Dalam rilis resminya, FKPMR menilai peristiwa tersebut sangat disayangkan karena terjadi di lingkungan DPRD Riau yang seharusnya menjadi tempat bermusyawarah, berdebat gagasan, dan memperjuangkan kepentingan masyarakat.
“DPRD adalah rumah rakyat, bukan arena perkelahian dan pelampiasan emosi,” demikian pernyataan FKPMR yang ditandatangani Ketua Umum
dan Sekretaris Jenderal Dr. H. Ahmad Hijazi, SE., M.Si.
FKPMR juga menyesalkan tindakan kekerasan tersebut terjadi di Bumi Lancang Kuning yang menjunjung tinggi falsafah adat Melayu, yakni Adat Bersendi Syara’, Syara’ Bersendi Kitabullah, Syara’ Mengata, Adat Memakai.
Menurut FKPMR, setiap perbedaan pendapat dan perselisihan semestinya diselesaikan melalui musyawarah dengan mengedepankan adab serta akal sehat, bukan dengan pengerahan massa maupun kekerasan fisik.

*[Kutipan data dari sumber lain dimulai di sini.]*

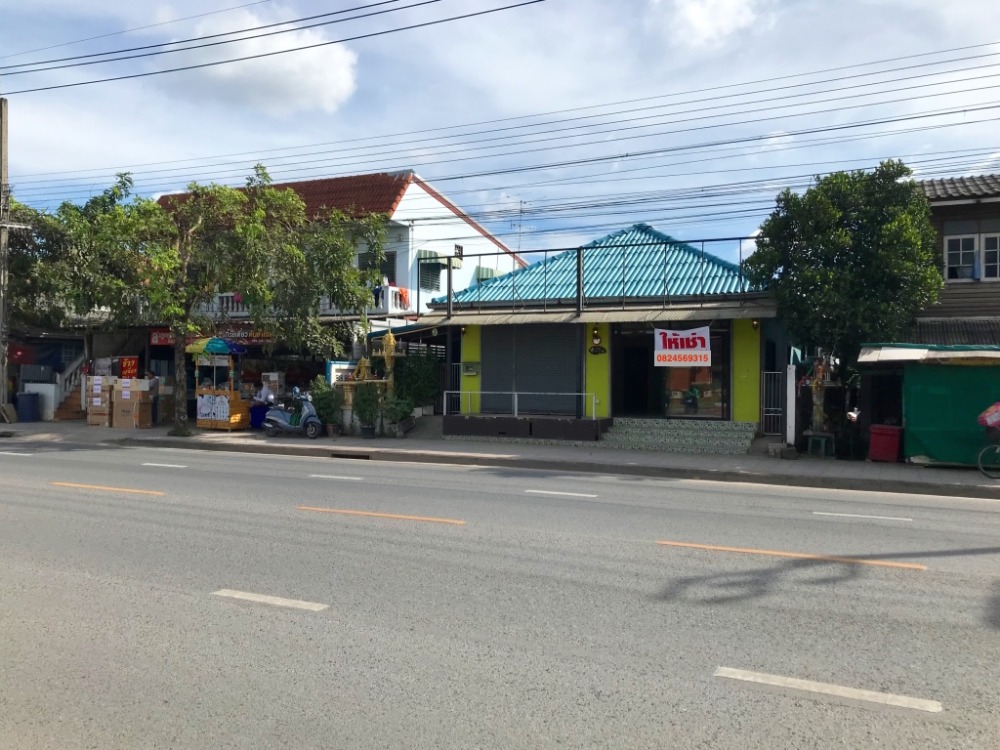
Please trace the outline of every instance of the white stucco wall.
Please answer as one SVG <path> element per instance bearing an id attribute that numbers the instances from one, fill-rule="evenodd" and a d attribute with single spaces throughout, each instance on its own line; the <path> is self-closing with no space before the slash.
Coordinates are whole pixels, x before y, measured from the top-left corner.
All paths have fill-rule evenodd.
<path id="1" fill-rule="evenodd" d="M 443 197 L 448 199 L 448 196 Z M 459 204 L 451 202 L 461 210 Z M 427 312 L 427 303 L 435 297 L 444 296 L 448 284 L 447 271 L 442 269 L 440 289 L 437 291 L 421 289 L 418 294 L 419 250 L 430 250 L 450 256 L 455 252 L 455 245 L 462 246 L 464 256 L 462 267 L 452 269 L 452 286 L 456 292 L 476 282 L 477 266 L 496 269 L 498 275 L 509 273 L 517 267 L 513 255 L 504 251 L 495 240 L 484 236 L 475 226 L 456 215 L 436 196 L 417 183 L 407 188 L 392 215 L 392 221 L 402 226 L 390 227 L 386 250 L 396 251 L 397 284 L 410 289 L 413 306 L 416 306 L 416 301 L 419 299 L 418 312 Z"/>

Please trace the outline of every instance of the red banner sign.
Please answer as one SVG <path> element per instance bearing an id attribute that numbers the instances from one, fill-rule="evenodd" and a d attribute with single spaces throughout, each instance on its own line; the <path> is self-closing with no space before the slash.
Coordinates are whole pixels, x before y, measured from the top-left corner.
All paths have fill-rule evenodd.
<path id="1" fill-rule="evenodd" d="M 137 378 L 139 377 L 139 358 L 138 357 L 122 357 L 118 360 L 119 365 L 119 375 L 122 378 Z"/>

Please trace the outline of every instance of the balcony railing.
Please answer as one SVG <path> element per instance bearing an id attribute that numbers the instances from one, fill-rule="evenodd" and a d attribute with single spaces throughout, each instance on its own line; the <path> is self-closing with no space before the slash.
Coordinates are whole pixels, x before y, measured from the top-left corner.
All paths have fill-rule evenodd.
<path id="1" fill-rule="evenodd" d="M 250 317 L 250 309 L 238 294 L 226 292 L 215 295 L 215 299 L 208 304 L 202 305 L 198 312 L 202 315 L 216 318 L 226 318 L 233 320 L 247 319 Z M 369 317 L 393 317 L 402 315 L 412 315 L 416 312 L 412 298 L 408 290 L 391 286 L 379 293 L 376 298 L 372 294 L 372 305 L 368 308 Z M 329 297 L 322 297 L 319 301 L 319 314 L 321 317 L 340 317 L 354 314 L 353 310 L 341 310 L 332 304 Z"/>

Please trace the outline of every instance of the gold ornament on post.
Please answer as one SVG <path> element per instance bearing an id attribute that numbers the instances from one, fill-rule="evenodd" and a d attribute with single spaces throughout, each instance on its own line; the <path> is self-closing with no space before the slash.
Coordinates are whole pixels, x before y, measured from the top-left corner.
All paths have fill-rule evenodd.
<path id="1" fill-rule="evenodd" d="M 382 356 L 385 357 L 385 389 L 391 394 L 396 385 L 392 372 L 392 363 L 396 358 L 396 337 L 392 335 L 391 329 L 382 337 Z"/>

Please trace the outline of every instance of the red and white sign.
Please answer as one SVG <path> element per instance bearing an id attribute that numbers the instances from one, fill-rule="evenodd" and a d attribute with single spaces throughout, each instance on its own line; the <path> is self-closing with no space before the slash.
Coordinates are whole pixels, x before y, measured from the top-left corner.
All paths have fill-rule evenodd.
<path id="1" fill-rule="evenodd" d="M 137 378 L 139 377 L 139 358 L 138 357 L 122 357 L 118 361 L 121 369 L 119 374 L 122 378 Z"/>
<path id="2" fill-rule="evenodd" d="M 708 326 L 687 331 L 653 330 L 653 364 L 657 367 L 711 367 L 712 334 Z"/>

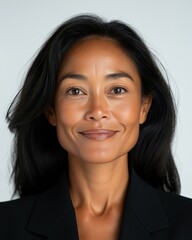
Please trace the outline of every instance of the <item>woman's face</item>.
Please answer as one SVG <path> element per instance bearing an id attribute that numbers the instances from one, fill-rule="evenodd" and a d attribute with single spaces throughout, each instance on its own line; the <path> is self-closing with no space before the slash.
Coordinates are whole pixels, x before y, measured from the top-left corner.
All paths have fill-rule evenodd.
<path id="1" fill-rule="evenodd" d="M 78 42 L 65 56 L 58 81 L 48 119 L 69 160 L 127 159 L 150 99 L 142 99 L 136 67 L 118 44 L 103 38 Z"/>

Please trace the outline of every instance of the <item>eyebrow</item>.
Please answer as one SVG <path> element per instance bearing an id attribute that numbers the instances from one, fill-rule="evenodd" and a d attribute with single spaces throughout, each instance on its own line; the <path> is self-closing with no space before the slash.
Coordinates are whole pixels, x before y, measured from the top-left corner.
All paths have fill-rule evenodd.
<path id="1" fill-rule="evenodd" d="M 72 79 L 76 79 L 76 80 L 87 80 L 87 78 L 84 75 L 68 73 L 68 74 L 65 74 L 64 76 L 62 76 L 60 78 L 60 81 L 66 79 L 66 78 L 72 78 Z"/>
<path id="2" fill-rule="evenodd" d="M 126 72 L 111 73 L 106 76 L 106 79 L 118 79 L 118 78 L 129 78 L 130 80 L 134 81 L 131 75 Z"/>
<path id="3" fill-rule="evenodd" d="M 68 74 L 63 75 L 60 78 L 59 82 L 61 82 L 62 80 L 65 80 L 66 78 L 71 78 L 71 79 L 76 79 L 76 80 L 87 80 L 87 77 L 84 75 L 68 73 Z M 126 72 L 110 73 L 105 76 L 106 80 L 110 80 L 110 79 L 113 80 L 113 79 L 118 79 L 118 78 L 128 78 L 128 79 L 134 81 L 132 76 Z"/>

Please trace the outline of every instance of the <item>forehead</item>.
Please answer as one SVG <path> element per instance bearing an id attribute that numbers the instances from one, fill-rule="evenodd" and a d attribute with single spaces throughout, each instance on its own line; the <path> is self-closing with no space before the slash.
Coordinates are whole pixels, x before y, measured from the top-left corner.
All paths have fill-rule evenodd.
<path id="1" fill-rule="evenodd" d="M 89 37 L 75 43 L 64 55 L 60 72 L 87 71 L 93 67 L 138 75 L 134 62 L 119 43 L 102 37 Z"/>
<path id="2" fill-rule="evenodd" d="M 82 49 L 87 49 L 89 51 L 94 51 L 95 49 L 99 50 L 119 50 L 123 52 L 123 49 L 121 49 L 119 43 L 112 39 L 112 38 L 107 38 L 107 37 L 99 37 L 99 36 L 89 36 L 84 39 L 79 40 L 76 42 L 73 47 L 70 49 L 70 52 L 75 52 L 75 51 L 81 51 Z"/>
<path id="3" fill-rule="evenodd" d="M 90 55 L 98 57 L 118 55 L 124 58 L 129 58 L 125 51 L 120 47 L 119 43 L 111 38 L 88 37 L 76 42 L 65 54 L 64 61 L 77 55 Z"/>

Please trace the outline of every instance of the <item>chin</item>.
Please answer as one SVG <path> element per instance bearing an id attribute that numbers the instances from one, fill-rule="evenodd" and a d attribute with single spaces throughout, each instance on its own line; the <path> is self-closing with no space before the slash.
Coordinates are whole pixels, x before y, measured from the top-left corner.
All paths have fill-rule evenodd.
<path id="1" fill-rule="evenodd" d="M 91 157 L 90 157 L 91 156 Z M 111 163 L 114 161 L 118 161 L 119 159 L 126 159 L 127 160 L 127 153 L 122 154 L 122 155 L 109 155 L 109 153 L 91 153 L 88 154 L 87 156 L 78 156 L 78 158 L 81 159 L 81 161 L 87 162 L 87 163 L 93 163 L 93 164 L 106 164 L 106 163 Z M 80 160 L 79 159 L 79 160 Z"/>

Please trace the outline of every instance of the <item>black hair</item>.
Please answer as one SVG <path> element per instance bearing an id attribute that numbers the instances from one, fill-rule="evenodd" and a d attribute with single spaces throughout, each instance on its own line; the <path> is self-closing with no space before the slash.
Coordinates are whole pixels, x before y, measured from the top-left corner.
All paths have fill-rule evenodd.
<path id="1" fill-rule="evenodd" d="M 180 180 L 171 152 L 176 114 L 170 86 L 153 54 L 133 28 L 95 15 L 73 17 L 55 30 L 35 57 L 8 109 L 6 119 L 14 133 L 15 193 L 23 197 L 41 192 L 67 168 L 67 152 L 60 146 L 56 130 L 44 112 L 54 104 L 57 74 L 66 52 L 90 36 L 115 40 L 135 63 L 143 96 L 152 97 L 138 142 L 128 153 L 129 164 L 155 188 L 179 193 Z"/>

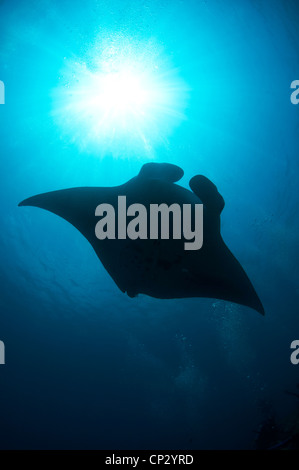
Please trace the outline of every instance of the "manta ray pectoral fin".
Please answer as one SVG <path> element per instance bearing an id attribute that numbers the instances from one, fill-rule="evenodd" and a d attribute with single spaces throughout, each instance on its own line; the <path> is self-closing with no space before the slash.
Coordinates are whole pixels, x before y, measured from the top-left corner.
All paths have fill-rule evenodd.
<path id="1" fill-rule="evenodd" d="M 29 197 L 19 206 L 39 207 L 52 212 L 72 224 L 90 241 L 95 237 L 95 208 L 102 197 L 106 199 L 105 195 L 102 196 L 104 191 L 99 189 L 98 192 L 95 188 L 62 189 Z"/>
<path id="2" fill-rule="evenodd" d="M 138 178 L 159 179 L 175 183 L 184 176 L 184 170 L 172 163 L 146 163 L 141 168 Z"/>
<path id="3" fill-rule="evenodd" d="M 78 205 L 80 205 L 80 195 L 82 193 L 81 188 L 51 191 L 24 199 L 19 203 L 19 206 L 39 207 L 69 221 L 72 213 L 75 213 Z"/>
<path id="4" fill-rule="evenodd" d="M 189 186 L 207 209 L 220 214 L 224 208 L 224 199 L 216 186 L 208 178 L 196 175 L 189 181 Z"/>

Atas kejadian tersebut, FKPMR mendesak pimpinan DPRD Provinsi Riau segera mengambil langkah tegas dengan mengevaluasi sistem pengamanan internal dan menertibkan akses masuk massa pendukung ke lingkungan gedung DPRD.
Pimpinan DPRD juga diminta memberikan sanksi kepada pihak-pihak yang terbukti melanggar tata tertib lembaga.

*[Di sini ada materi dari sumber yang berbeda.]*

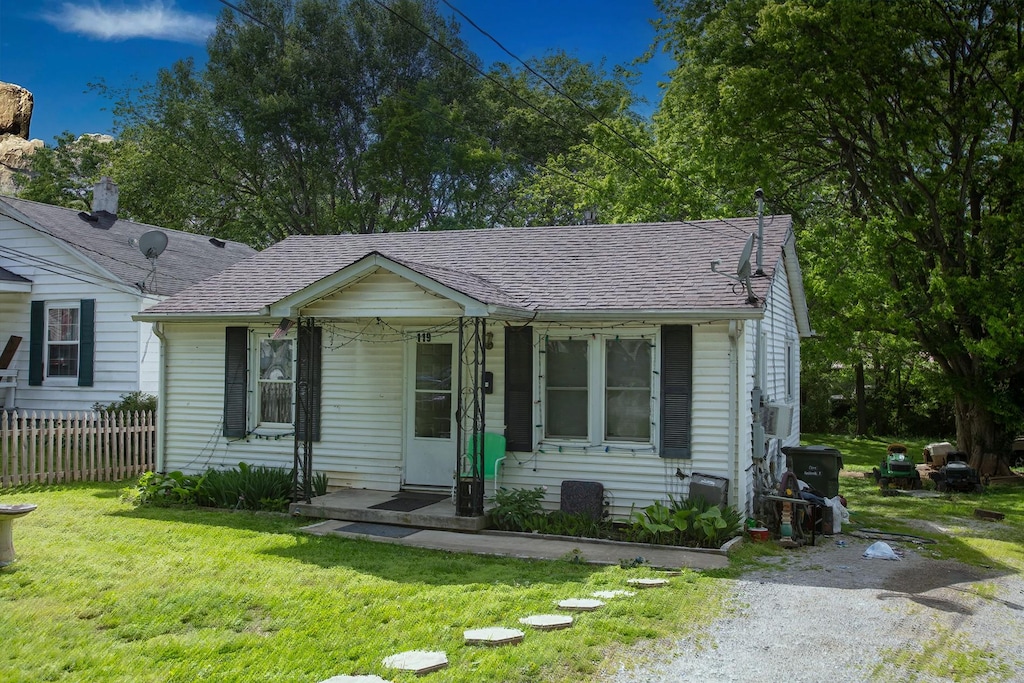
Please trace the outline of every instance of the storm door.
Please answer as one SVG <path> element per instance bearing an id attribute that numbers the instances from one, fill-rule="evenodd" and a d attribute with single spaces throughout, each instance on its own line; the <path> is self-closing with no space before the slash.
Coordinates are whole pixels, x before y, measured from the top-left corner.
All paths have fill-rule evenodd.
<path id="1" fill-rule="evenodd" d="M 452 485 L 455 474 L 455 344 L 434 334 L 410 342 L 405 483 Z"/>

Selain itu, FKPMR meminta Ketua DPD Partai Golkar Provinsi Riau dan Ketua Umum DPP Partai Golkar melakukan pembinaan internal serta menertibkan kader maupun simpatisannya agar kejadian serupa tidak kembali terjadi dan mencoreng nama baik partai serta lembaga legislatif.
Aparat penegak hukum juga didorong untuk melakukan proses hukum apabila ditemukan adanya unsur pidana dalam peristiwa tersebut.

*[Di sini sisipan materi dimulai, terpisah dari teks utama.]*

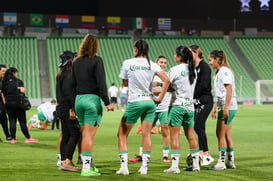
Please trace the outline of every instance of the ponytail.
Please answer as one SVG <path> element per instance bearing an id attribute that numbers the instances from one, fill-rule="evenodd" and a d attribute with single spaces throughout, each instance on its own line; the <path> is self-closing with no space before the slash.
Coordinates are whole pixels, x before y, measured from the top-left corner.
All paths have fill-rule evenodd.
<path id="1" fill-rule="evenodd" d="M 187 63 L 188 68 L 189 68 L 189 81 L 190 84 L 192 85 L 194 82 L 194 79 L 196 77 L 195 75 L 195 66 L 194 66 L 194 60 L 193 60 L 193 55 L 192 52 L 188 47 L 185 46 L 179 46 L 175 50 L 176 55 L 180 56 L 181 62 Z"/>

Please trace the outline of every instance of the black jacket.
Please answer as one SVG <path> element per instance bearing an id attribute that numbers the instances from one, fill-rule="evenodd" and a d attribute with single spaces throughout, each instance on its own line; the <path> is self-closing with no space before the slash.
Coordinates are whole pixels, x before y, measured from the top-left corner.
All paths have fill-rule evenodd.
<path id="1" fill-rule="evenodd" d="M 56 84 L 56 98 L 58 105 L 56 106 L 57 116 L 67 119 L 69 109 L 74 109 L 75 91 L 72 87 L 72 73 L 64 71 L 61 73 Z"/>
<path id="2" fill-rule="evenodd" d="M 24 87 L 22 80 L 12 77 L 8 82 L 3 82 L 2 91 L 6 98 L 6 105 L 17 105 L 19 101 L 20 90 L 18 87 Z"/>

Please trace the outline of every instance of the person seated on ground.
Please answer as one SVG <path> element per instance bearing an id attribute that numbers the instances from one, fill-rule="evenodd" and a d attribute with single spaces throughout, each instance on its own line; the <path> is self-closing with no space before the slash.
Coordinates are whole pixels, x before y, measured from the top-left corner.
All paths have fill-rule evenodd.
<path id="1" fill-rule="evenodd" d="M 31 130 L 31 128 L 39 128 L 40 127 L 40 121 L 38 119 L 38 115 L 34 114 L 31 116 L 29 119 L 29 125 L 28 125 L 28 130 Z"/>
<path id="2" fill-rule="evenodd" d="M 48 124 L 53 121 L 53 112 L 56 111 L 57 101 L 52 99 L 38 106 L 38 119 L 40 121 L 39 129 L 48 129 Z"/>

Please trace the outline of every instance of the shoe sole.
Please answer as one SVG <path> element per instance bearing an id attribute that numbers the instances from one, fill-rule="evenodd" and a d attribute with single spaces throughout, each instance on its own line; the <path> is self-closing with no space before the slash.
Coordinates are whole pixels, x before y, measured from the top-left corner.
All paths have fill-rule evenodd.
<path id="1" fill-rule="evenodd" d="M 80 171 L 80 168 L 70 168 L 70 167 L 66 167 L 66 166 L 60 166 L 59 167 L 60 170 L 64 170 L 64 171 L 72 171 L 72 172 L 77 172 Z"/>
<path id="2" fill-rule="evenodd" d="M 130 162 L 141 162 L 142 159 L 130 159 L 129 161 L 130 161 Z"/>
<path id="3" fill-rule="evenodd" d="M 235 169 L 236 166 L 226 166 L 228 169 Z"/>
<path id="4" fill-rule="evenodd" d="M 183 168 L 183 170 L 187 172 L 200 172 L 200 169 L 198 168 Z"/>
<path id="5" fill-rule="evenodd" d="M 37 143 L 38 141 L 25 141 L 25 143 Z"/>
<path id="6" fill-rule="evenodd" d="M 117 172 L 116 172 L 116 174 L 117 175 L 129 175 L 129 173 L 117 173 Z"/>
<path id="7" fill-rule="evenodd" d="M 209 168 L 209 170 L 225 170 L 226 168 L 225 167 L 212 167 L 212 168 Z"/>
<path id="8" fill-rule="evenodd" d="M 100 176 L 101 175 L 101 173 L 92 173 L 92 174 L 81 174 L 81 176 L 83 176 L 83 177 L 95 177 L 95 176 Z"/>
<path id="9" fill-rule="evenodd" d="M 173 172 L 164 171 L 164 173 L 168 173 L 168 174 L 179 174 L 180 171 L 173 171 Z"/>

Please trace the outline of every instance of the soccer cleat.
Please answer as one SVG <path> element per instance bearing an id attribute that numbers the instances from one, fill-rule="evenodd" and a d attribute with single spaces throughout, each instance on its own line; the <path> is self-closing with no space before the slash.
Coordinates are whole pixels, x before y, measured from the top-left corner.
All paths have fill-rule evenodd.
<path id="1" fill-rule="evenodd" d="M 169 168 L 169 169 L 164 170 L 164 173 L 175 173 L 175 174 L 178 174 L 178 173 L 180 173 L 180 170 L 179 170 L 179 168 Z"/>
<path id="2" fill-rule="evenodd" d="M 163 157 L 163 162 L 165 162 L 165 163 L 169 163 L 169 162 L 170 162 L 170 160 L 169 160 L 169 158 L 168 158 L 167 156 L 164 156 L 164 157 Z"/>
<path id="3" fill-rule="evenodd" d="M 116 171 L 117 175 L 129 175 L 128 168 L 120 168 L 118 171 Z"/>
<path id="4" fill-rule="evenodd" d="M 11 142 L 11 140 L 12 140 L 12 137 L 7 137 L 7 139 L 5 140 L 5 142 Z"/>
<path id="5" fill-rule="evenodd" d="M 209 156 L 203 155 L 201 165 L 206 166 L 211 164 L 213 161 L 214 161 L 214 158 L 212 158 L 210 155 Z"/>
<path id="6" fill-rule="evenodd" d="M 87 172 L 83 171 L 81 172 L 81 176 L 84 177 L 90 177 L 90 176 L 99 176 L 101 173 L 97 168 L 91 167 Z"/>
<path id="7" fill-rule="evenodd" d="M 60 170 L 65 170 L 65 171 L 72 171 L 72 172 L 77 172 L 80 171 L 81 169 L 74 166 L 73 163 L 71 164 L 61 164 L 59 167 Z"/>
<path id="8" fill-rule="evenodd" d="M 26 138 L 25 142 L 26 143 L 36 143 L 36 142 L 38 142 L 38 140 L 34 139 L 34 138 Z"/>
<path id="9" fill-rule="evenodd" d="M 228 162 L 226 163 L 226 167 L 227 167 L 227 168 L 231 168 L 231 169 L 235 169 L 235 168 L 236 168 L 236 166 L 235 166 L 235 164 L 234 164 L 233 161 L 228 161 Z"/>
<path id="10" fill-rule="evenodd" d="M 80 156 L 80 155 L 78 156 L 78 161 L 77 161 L 77 164 L 78 164 L 78 165 L 82 165 L 82 158 L 81 158 L 81 156 Z"/>
<path id="11" fill-rule="evenodd" d="M 136 155 L 135 158 L 131 158 L 129 161 L 130 162 L 140 162 L 140 161 L 142 161 L 142 156 Z"/>
<path id="12" fill-rule="evenodd" d="M 209 168 L 209 170 L 225 170 L 227 167 L 224 162 L 218 162 L 213 167 Z"/>
<path id="13" fill-rule="evenodd" d="M 148 172 L 148 168 L 147 167 L 143 167 L 143 166 L 141 166 L 140 169 L 138 170 L 138 173 L 140 175 L 146 175 L 147 172 Z"/>
<path id="14" fill-rule="evenodd" d="M 17 143 L 18 141 L 17 141 L 17 139 L 12 139 L 10 142 L 11 143 Z"/>
<path id="15" fill-rule="evenodd" d="M 190 172 L 199 172 L 200 171 L 200 167 L 188 166 L 186 168 L 183 168 L 183 170 L 190 171 Z"/>
<path id="16" fill-rule="evenodd" d="M 90 168 L 93 172 L 99 173 L 99 169 L 97 169 L 97 167 L 93 166 Z"/>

FKPMR mengingatkan seluruh anggota DPRD dan partai politik bahwa jabatan politik merupakan amanah rakyat yang harus dijalankan dengan penuh tanggung jawab, etika, dan keteladanan.
Sebagai bagian dari unsur Tali Berpilin Tiga, FKPMR menegaskan akan terus menjalankan perannya sebagai penopang dan penyeimbang dengan mengingatkan agar kekuasaan tetap dijalankan berdasarkan adab dan etika.
FKPMR tidak ingin peristiwa tersebut menjadi preseden buruk yang dapat mencoreng marwah 65 anggota DPRD Riau sekaligus merusak kepercayaan sekitar tujuh juta masyarakat Riau.
“Riau membutuhkan wakil rakyat yang bertarung gagasan dengan mengedepankan akhlak di ruang rapat, bukan bertarung fisik di lorong kantor,” tegas FKPMR.